Em 1958, Ângelo Machado se formou médico pela Universidade Federal de Minas Gerais, tornando-se doutor pela UFMG. Em 1987, aposentou-se como professor titular de neuroanatomia da Faculdade de Medicina da universidade. Era autor do livro Neuroanatomia funcional, lançado na década de 1970 e utilizado até hoje nas escolas de medicina. Nos anos 1960, suas descobertas mudaram o conceito de lesões no sistema nervoso causadas pela Doença de Chagas.

Aposentado, fez novo concurso e voltou à UFMG para lecionar no Instituto de Ciências Biológicas (ICB). Criou o Centro de Microscopia Eletrônica e, junto à mulher, Conceição Ribeiro da Silva Machado, fundou o Laboratório de Neurobiologia do ICB e se tornou professor emérito da UFMG.

Entomologista mundialmente respeitado, descreveu cerca de 100 espécies e 11 novos gêneros de libélulas. Dedicou-se também ao estudo de besouros, borboletas, abelhas e aranhas. Reverenciado pelos colegas, seu nome batizou vários organismos. Aposentado novamente em 2004 pelo ICB, prosseguiu como professor voluntário e lecionou no Departamento de Zoologia da UFMG até 2019.

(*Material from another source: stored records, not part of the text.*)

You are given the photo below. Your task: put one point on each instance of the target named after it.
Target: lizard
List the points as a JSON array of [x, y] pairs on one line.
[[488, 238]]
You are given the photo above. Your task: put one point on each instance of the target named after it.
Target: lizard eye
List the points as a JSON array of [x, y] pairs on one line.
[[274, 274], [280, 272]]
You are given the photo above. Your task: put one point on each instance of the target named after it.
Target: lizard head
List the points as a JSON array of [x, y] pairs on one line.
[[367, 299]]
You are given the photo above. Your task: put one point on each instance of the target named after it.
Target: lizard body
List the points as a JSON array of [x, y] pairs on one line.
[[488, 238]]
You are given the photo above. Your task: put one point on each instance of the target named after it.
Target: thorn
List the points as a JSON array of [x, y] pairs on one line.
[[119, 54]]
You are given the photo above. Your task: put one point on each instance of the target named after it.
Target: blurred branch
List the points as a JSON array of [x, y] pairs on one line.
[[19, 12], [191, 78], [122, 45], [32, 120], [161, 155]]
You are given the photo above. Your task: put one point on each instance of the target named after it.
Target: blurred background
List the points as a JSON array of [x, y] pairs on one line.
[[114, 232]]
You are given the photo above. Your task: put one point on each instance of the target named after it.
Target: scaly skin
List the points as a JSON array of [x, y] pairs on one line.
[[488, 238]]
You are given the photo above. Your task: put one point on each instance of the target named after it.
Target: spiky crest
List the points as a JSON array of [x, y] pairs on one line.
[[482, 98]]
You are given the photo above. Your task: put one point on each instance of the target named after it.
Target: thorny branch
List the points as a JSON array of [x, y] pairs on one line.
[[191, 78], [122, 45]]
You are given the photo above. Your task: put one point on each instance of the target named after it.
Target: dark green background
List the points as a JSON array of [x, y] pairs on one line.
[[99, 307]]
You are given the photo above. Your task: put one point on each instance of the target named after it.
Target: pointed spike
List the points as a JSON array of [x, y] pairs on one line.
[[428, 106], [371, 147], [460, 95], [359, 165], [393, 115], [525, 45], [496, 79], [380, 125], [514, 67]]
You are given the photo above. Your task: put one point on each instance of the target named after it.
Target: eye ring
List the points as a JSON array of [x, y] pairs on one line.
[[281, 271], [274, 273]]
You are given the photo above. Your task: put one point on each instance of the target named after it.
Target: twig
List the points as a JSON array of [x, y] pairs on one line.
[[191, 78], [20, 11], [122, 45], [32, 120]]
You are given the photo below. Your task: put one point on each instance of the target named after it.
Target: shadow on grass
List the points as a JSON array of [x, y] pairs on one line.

Dedicado ambientalista, Ângelo Machado presidiu a ONG Fundação Biodiversitas e integrou o conselho da Sociedade Brasileira para o Progresso da Ciência (SBPC).

HOMEM DA ARTE

“Nos dias das Crianças e dos Professores, parabenizo a todos os colegas que dão aulas para crianças. Se tivesse de recomeçar hoje, gostaria de ajudar a formá-las”, afirmou Ângelo Machado, em 2015.

O primeiro livro foi O menino do rio, recusado pela editora Ática. “Disseram que não era boa entomologia porque bicho não fala. E não era literatura porque ensina até nome de libélula: só tem um nome de libélula no livro, a Eterina, porque é sonoro. A crítica caiu em cima de mim, mas a gente foi melhorando. A Editora Lê acreditou no livro e deu certo”, contou ele.

Depois disso, vieram dezenas de publicações. Quando um amigo lhe contou que lobo-guará comia mais fruta que carne, Machado escreveu Chapeuzinho Vermelho e o lobo-guará, em que o devorador de criancinhas está de olho, mesmo, é na melancia que a menina carrega. Até cocô rendeu livro, o divertido Que bicho será que fez a coisa?. Em 1993, Machado ganhou o Prêmio Jabuti com O velho da montanha, uma aventura amazônica, inspirado em sua experiência numa tribo indígena no Norte do Pará.

Entre as peças de teatro que escreveu, estão Como sobreviver em recepções e coquetéis com buffet escasso, A comédia dos defuntos sem cova, Chapeuzinho Vermelho e o lobo-guará, O casamento da ararinha-azul e O rei careca.